The Hispanic market is growing – fast. There are more than 58 million Hispanics living in the United States, accounting for $1.7 trillion in purchasing power. Have you been neglecting them? Take Texas for example; if you have facilities there, you absolutely need to make sure you’re marketing to the 11 million Hispanics who are living in your community. If you’re going to pick one language market to focus on, pick the Hispanic market.
When you start marketing to the Hispanic population and people begin to call or show up to rent who speak limited English, you need to have someone who can communicate with them effectively. Not being able to speak Spanish can increase the odds of a potential tenant leaving, putting them in the perfect position to rent from someone they can communicate with more easily. Onboarding bilingual employees can do more than just help your Spanish speaking clients – studies show bilingual people are better at multitasking. It’s a win-win!
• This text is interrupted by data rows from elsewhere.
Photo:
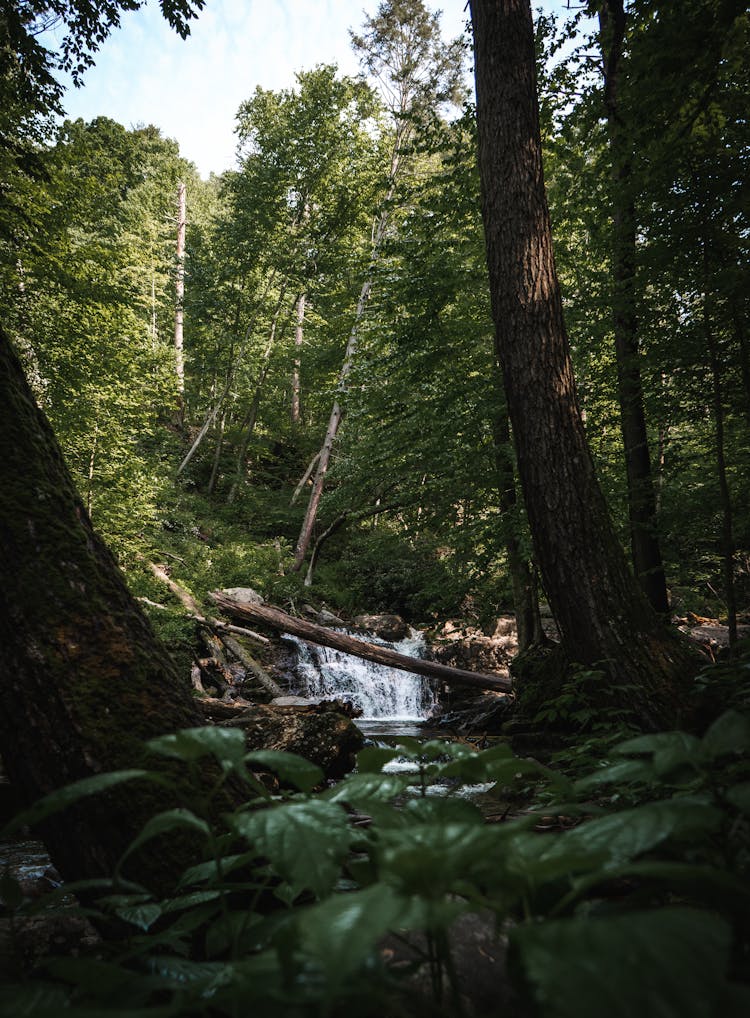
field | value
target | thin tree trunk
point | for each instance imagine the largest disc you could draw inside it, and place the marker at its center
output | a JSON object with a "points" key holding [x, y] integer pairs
{"points": [[523, 579], [728, 540], [604, 619], [298, 338], [304, 478], [641, 499], [217, 454], [328, 532], [212, 414], [179, 361], [251, 418]]}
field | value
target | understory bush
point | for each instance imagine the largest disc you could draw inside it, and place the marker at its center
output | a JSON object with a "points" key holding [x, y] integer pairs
{"points": [[637, 903]]}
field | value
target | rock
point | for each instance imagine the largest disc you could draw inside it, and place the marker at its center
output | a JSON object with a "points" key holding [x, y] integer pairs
{"points": [[327, 618], [389, 627], [319, 732], [244, 594]]}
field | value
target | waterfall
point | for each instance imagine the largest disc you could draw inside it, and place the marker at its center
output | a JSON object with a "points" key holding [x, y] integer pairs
{"points": [[380, 691]]}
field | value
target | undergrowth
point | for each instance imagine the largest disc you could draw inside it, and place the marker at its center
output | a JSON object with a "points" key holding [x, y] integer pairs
{"points": [[639, 903]]}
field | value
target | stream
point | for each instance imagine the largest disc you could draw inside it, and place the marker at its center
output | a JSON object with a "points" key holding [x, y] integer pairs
{"points": [[393, 701]]}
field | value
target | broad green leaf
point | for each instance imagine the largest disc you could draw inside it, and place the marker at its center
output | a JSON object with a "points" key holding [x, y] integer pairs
{"points": [[208, 871], [291, 768], [61, 798], [361, 789], [170, 819], [443, 809], [625, 835], [669, 963], [142, 916], [622, 772], [656, 742], [189, 901], [431, 859], [305, 842], [728, 734], [10, 892], [342, 934]]}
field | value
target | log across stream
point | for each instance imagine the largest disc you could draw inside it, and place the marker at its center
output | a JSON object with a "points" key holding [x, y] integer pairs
{"points": [[284, 622]]}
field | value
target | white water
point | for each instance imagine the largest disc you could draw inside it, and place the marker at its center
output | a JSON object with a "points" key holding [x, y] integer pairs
{"points": [[381, 692]]}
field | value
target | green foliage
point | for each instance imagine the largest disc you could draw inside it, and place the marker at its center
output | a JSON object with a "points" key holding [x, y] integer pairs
{"points": [[635, 907]]}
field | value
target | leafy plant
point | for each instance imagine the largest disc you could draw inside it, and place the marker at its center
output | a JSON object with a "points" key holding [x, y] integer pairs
{"points": [[285, 911]]}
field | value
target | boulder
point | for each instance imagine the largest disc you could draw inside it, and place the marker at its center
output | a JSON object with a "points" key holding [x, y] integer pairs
{"points": [[243, 594], [389, 627], [320, 732]]}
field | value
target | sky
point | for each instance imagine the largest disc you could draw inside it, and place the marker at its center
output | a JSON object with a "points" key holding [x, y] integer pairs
{"points": [[146, 74]]}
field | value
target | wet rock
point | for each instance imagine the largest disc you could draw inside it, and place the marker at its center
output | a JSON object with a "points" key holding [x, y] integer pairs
{"points": [[485, 714], [389, 627], [320, 732]]}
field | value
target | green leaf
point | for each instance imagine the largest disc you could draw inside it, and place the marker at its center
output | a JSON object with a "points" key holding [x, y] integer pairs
{"points": [[728, 734], [343, 932], [142, 916], [361, 789], [291, 768], [305, 842], [10, 892], [625, 835], [620, 773], [664, 964], [227, 744], [161, 824], [61, 798], [739, 795]]}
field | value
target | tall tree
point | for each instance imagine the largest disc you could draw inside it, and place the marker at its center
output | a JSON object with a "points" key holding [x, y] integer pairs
{"points": [[641, 500], [401, 48], [603, 616]]}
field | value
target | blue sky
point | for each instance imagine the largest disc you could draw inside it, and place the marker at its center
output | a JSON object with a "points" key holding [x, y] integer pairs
{"points": [[191, 90]]}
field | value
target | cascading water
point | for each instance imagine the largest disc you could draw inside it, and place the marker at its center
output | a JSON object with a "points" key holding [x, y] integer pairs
{"points": [[381, 692]]}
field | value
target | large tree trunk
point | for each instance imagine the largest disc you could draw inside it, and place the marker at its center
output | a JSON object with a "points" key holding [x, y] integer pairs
{"points": [[179, 357], [523, 579], [603, 616], [84, 679], [641, 500]]}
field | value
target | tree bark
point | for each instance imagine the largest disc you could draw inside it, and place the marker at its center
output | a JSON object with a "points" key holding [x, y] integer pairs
{"points": [[84, 679], [179, 358], [298, 336], [349, 644], [641, 499], [603, 616], [523, 579]]}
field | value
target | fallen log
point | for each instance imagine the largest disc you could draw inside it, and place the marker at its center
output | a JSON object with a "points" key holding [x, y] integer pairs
{"points": [[219, 638], [277, 619]]}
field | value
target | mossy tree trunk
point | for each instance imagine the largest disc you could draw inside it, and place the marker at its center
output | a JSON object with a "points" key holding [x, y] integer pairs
{"points": [[84, 679], [604, 619]]}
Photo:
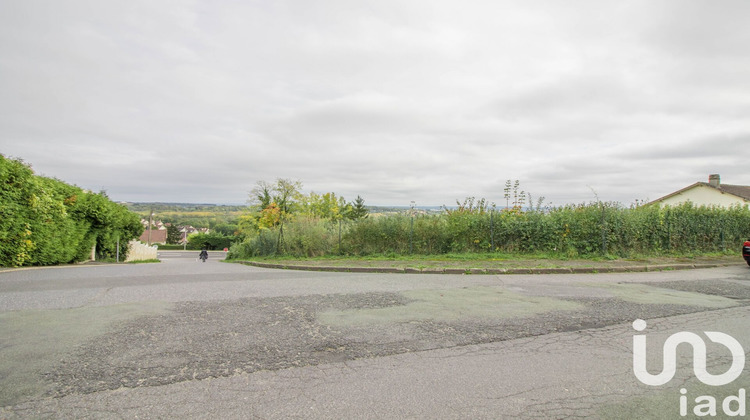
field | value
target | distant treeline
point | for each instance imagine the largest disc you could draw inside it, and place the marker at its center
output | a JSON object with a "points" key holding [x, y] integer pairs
{"points": [[44, 221], [593, 229], [145, 208]]}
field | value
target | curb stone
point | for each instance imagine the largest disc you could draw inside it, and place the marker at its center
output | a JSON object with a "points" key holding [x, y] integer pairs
{"points": [[487, 271]]}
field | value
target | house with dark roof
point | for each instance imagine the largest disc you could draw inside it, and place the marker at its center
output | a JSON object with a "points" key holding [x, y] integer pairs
{"points": [[711, 193]]}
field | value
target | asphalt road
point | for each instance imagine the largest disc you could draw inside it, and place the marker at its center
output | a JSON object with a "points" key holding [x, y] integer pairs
{"points": [[186, 339]]}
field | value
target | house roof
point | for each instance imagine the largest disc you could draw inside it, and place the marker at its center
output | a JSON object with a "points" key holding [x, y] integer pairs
{"points": [[741, 191], [157, 236]]}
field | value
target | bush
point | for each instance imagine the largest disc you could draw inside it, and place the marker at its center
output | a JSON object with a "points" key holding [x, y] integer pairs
{"points": [[44, 221]]}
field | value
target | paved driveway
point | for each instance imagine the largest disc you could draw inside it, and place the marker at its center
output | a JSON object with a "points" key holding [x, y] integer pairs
{"points": [[185, 339]]}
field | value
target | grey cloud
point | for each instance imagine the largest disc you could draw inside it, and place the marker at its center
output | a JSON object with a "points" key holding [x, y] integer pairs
{"points": [[395, 101]]}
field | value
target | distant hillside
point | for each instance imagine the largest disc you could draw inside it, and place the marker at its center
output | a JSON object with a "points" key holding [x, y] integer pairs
{"points": [[145, 208]]}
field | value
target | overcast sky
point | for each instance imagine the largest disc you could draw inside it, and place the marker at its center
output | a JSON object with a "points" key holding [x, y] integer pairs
{"points": [[393, 100]]}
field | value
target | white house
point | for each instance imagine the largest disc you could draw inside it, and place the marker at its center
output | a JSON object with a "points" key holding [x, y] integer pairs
{"points": [[711, 193]]}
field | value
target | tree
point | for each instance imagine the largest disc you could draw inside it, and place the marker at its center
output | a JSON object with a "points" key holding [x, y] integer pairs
{"points": [[173, 234], [357, 209]]}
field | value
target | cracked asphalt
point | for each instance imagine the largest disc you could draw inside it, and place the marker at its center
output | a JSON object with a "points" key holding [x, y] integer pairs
{"points": [[184, 339]]}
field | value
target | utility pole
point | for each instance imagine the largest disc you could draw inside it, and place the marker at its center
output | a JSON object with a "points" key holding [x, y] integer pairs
{"points": [[150, 219]]}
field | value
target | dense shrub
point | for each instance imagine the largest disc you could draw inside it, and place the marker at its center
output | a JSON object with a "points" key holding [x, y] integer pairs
{"points": [[567, 231], [45, 221]]}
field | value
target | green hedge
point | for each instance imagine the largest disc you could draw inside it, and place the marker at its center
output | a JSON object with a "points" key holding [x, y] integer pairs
{"points": [[44, 221], [568, 231]]}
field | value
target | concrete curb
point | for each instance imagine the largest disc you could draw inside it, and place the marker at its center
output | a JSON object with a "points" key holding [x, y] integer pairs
{"points": [[487, 271]]}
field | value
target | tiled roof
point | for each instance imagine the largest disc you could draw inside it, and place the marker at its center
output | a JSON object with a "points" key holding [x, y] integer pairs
{"points": [[738, 190]]}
Setting your facility up for success means taking the time and energy to research third-party companies that can help you. For example, be careful in using your bilingual employees to translate signs and marketing materials. They may speak informal Spanish passed down by their parents or family members, and in your materials, you need perfect grammar and word placement. Hiring a translator can bring your business to the next level, showing tenants you’re putting the work in to help them have a great experience.
The United States is a melting pot and early adoption of multilingual content and online rental tools will show your community that you understand their needs. Customers like to feel valued, and as the Hispanic market continues to grow 167 percent from 2010-2050, you cannot afford to forget about them.
As you enter the Hispanic market, set aside time to reflect, reevaluate, and prioritize what’s most effective with your Spanish-speaking clientele. A plan for facility success in a new market shouldn’t be a one-and-done decision, but rather a fluid and constantly changing process.